Alanya on the Mediterranean once nestled amidst citrus and banana orchards, but when this picturesque town became a popular holiday resort, hotels gradually took the place of the luxuriant groves. However, although it has changed, it is still beautiful, with its medieval castle and tower, sand beaches and sapphire sea, palm trees, traditional houses and narrow lanes. And beyond the town in both directions are numerous lovely bays and beaches.
It lays along the borders between the ancient lands of Pamphylia and Cilicia. Studies carried out at Kadiini Cave by Professor Dr. Kilic Kokten in 1957 revealed that there were prehistoric settlements here during the Late Paleolithic (20,000-17,000 BC). The oldest known name of the town was Coracesium, by which we find it recorded in the 4th century BC, and in Byzantine times it was named Kolonoros. The Anatolian Seljuk ruler Alaeddin Keykubad (1220-1237) captured the castle in the 13th century and called the town Alaiye. This was changed to Alanya by Ataturk when he paid a visit here in 1935.
The sheltered harbor attracted pirates to Coracesium, which in the mid-2nd century BC became the stronghold of a notorious pirate chief named Trython. The pirates were expelled by Antiochus VII in 139 BC, and again, this time for good, in 65 BC by the Roman general Magnus. Sultan Alaeddin Keykubad marched on this strategic port from his capital Konya 200 kilometers inland, and the Christian ruler of Colonoros, Kyr Vart, surrendered in 1221 when he realized that there was no hope of holding out against the attacking army. Sultan Keykubad married the daughter of Kyr Vart, who was converted to Islam and took the Muslim name Mah-Peri. After the death of Sultan Keykubad, the town declined along with Seljuk power as a result of the Mongol invasion of 1243, followed by the Egyptian Mamluk invasion of 1277. In 1300 the Seljuk state broke up into several principalities, one of which, the Karamanogullari, gained control of the city. In 1427 the Karamanogullari sold Alanya to the Mamluk sultan for five thousand gold sovereigns, and in 1471 it became part of the Ottoman Empire under Mehmed II.
In 1571, along with Tarsus, it became part of the province of Cyprus. In 1871, after briefly becoming a sub-province of Konya, it became a district of Antalya.
The old town is surrounded by walls 6.5 kilometers in length, with 140 towers, which protected the town and harbor for centuries. Inside the walls are nearly 400 cisterns which provided the townsfolk with water during the long dry summers. This area is like an open-air museum of Seljuk architecture. The land and sea walls join at the imposing Red Tower on the harbor edge, and enclose the neighborhood known as Ehmedek and the Ickale (Inner Castle), before passing the high platform of Adam Atacagi above the cliffs overlooking the craggy Cilvarda promontory below. The walls then circle past the towers of Arap Evliyasi and Esat, Tophane and the Seljuk shipyards back to the Red Tower. Although the town's history goes back to Hellenistic times, most of the fortifications and historic buildings here date from the Seljuks.
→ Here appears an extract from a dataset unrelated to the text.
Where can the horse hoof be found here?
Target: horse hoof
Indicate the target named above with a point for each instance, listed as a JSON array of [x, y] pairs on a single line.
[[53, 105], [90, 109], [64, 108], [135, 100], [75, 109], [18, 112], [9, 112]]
Two Seljuk period brick cisterns in the inner castle are still in use today. There is also a small 11th-century Byzantine church here, showing that this part of the town was inhabited long before the construction of the castle. The Red Tower is a superb example of Seljuk architecture and the town's principal landmark. An inscription on the north side records the name of the architect, Abu Ali of Aleppo. The tower was restored by Turkish experts between 1951 and 1953 and is now an ethnographic museum.
Alanya was the first Mediterranean port to be taken by the Seljuks, and they built the shipyard which can still be seen today, consisting of a row of five vaulted docks. Here Alaeddin Keykubad constructed his fleet, thanks to which he became known as Sultan of Two Seas.